How sharing patterns relate to stock price

After analysing attention metrics for publicly traded companies we began looking for meaningful correlations with other performance data. The big obvious question to ask was this:

Do sharing patterns of news about companies have a relationship to changes in stock price?

We were very surprised at how quickly we found a positive result:

Sharing of coverage about companies appears to have an inversely proportionate relationship to changes in stock price. Source: Kaleida Data, March 2017

For the first 3 months of 2017 the FTSE 100 have moved in an inverse pattern to sharing volume. It’s unclear if media coverage affects stock price, but it appears that sharing of media coverage does.

The pattern in the pattern

What we’re finding with Kaleida is the act of sharing may have more substance to it than people have understood in the past. There have been indications of this with Brexit and Trump.

When people amplify news they are affecting the subjects of those stories.

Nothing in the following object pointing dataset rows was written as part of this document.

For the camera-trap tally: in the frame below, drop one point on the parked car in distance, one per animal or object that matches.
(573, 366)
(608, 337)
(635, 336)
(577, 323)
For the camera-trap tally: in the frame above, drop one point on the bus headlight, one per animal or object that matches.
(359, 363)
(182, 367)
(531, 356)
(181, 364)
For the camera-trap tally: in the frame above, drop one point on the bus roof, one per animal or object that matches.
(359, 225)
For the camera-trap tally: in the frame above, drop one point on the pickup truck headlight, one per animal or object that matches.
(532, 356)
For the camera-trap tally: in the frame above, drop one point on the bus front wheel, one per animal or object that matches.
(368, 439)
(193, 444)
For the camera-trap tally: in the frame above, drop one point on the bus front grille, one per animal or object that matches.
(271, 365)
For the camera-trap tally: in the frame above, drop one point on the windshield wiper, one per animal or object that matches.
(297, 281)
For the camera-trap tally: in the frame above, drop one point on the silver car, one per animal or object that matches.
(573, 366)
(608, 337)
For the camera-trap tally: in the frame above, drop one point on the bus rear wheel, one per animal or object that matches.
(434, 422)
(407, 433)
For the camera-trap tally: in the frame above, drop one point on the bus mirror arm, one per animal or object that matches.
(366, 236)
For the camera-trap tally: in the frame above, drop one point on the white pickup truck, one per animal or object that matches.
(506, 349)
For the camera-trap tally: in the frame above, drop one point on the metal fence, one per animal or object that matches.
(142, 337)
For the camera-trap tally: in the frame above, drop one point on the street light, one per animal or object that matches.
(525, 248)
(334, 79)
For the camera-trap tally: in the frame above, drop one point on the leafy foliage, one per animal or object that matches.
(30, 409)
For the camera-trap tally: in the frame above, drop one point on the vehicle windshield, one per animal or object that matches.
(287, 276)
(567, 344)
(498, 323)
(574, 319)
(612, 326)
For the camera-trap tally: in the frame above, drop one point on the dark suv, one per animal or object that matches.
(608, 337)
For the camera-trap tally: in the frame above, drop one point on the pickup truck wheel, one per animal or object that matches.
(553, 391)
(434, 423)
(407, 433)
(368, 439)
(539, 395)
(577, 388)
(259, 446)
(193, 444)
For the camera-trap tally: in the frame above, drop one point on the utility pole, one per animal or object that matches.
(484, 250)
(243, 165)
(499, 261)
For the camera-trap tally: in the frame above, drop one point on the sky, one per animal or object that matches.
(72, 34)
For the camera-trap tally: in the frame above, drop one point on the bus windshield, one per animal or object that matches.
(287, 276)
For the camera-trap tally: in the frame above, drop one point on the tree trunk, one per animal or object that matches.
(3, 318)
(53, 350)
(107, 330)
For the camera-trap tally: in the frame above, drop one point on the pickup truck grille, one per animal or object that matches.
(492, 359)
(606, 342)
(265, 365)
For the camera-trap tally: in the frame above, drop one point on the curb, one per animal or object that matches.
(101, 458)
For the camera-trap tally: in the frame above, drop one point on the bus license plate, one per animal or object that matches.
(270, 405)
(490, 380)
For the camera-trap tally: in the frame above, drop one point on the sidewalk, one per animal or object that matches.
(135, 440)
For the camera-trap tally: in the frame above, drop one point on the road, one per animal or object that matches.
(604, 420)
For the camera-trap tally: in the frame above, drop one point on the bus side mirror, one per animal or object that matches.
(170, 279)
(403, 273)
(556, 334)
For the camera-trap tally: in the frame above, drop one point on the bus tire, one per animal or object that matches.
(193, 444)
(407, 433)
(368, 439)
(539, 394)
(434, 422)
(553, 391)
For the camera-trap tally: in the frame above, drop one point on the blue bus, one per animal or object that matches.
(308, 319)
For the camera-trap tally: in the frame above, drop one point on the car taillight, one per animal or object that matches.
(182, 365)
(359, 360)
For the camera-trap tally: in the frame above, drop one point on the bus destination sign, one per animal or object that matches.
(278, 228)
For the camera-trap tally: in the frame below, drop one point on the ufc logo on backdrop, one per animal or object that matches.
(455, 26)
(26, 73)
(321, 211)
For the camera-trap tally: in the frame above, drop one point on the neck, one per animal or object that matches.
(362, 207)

Sharing patterns for coverage of publicly traded companies have an ebb and flow to them like anything else. Sometimes attention across the media is led by the subject saying or doing something. Sometimes attention is led by journalists who uncover something. And, crucially, sometimes attention is led by people who find a story interesting.

It’s in this latter class of behaviours that something triggers changes in the other direction. Instead of activity originating from the source that people respond to, there’s activity originating from people that affects the source.

Publishers all care very much about the impact of their journalism, but finding a clear line from a story to an outcome is much harder than it might seem.

Perhaps the problem is the media-centric perspective of that question. Perhaps the answer is more about what impact people are having on the subjects of the journalism they consume.


About the data

Kaleida analyses coverage from leading publishers in the US and UK. We’re looking at how they treat their stories, clustering articles from different publishers, connecting coverage to other data sources, tracking how coverage gets shared on Facebook over time, etc.

So far, we’ve collected and analysed half a million articles from about 20 news organisations, built profiles for about 100,000 subjects and tracked nearly 1 billion Facebook shares.

In our initial research on this idea we’ve only seen the correlation on aggregate data. In the same way that we’ve found that sentiment analysis works in aggregate much better than it does on a single story, we see the pattern on groups of companies but not on any single company’s stock price.

Sainsbury’s, for example, doesn’t show the pattern on its own. The FTSE 100 index, however, fluctuates inversely proportionate to the sharing patterns of all articles about FTSE 100 companies.

It’s also true that networks of things appear to rise and fall together.

In this case, where we’re looking at changes in stock price, the FTSE 100 overall seems to be affected by the sectors that get the most media coverage — supermarkets, retail, fashion, and travel. Companies in those sectors are in the news more, and the stories about them are shared more on Facebook.

This collective rise and fall is similar to the way Trump affects his daughter’s fashion businesses with the attention he draws.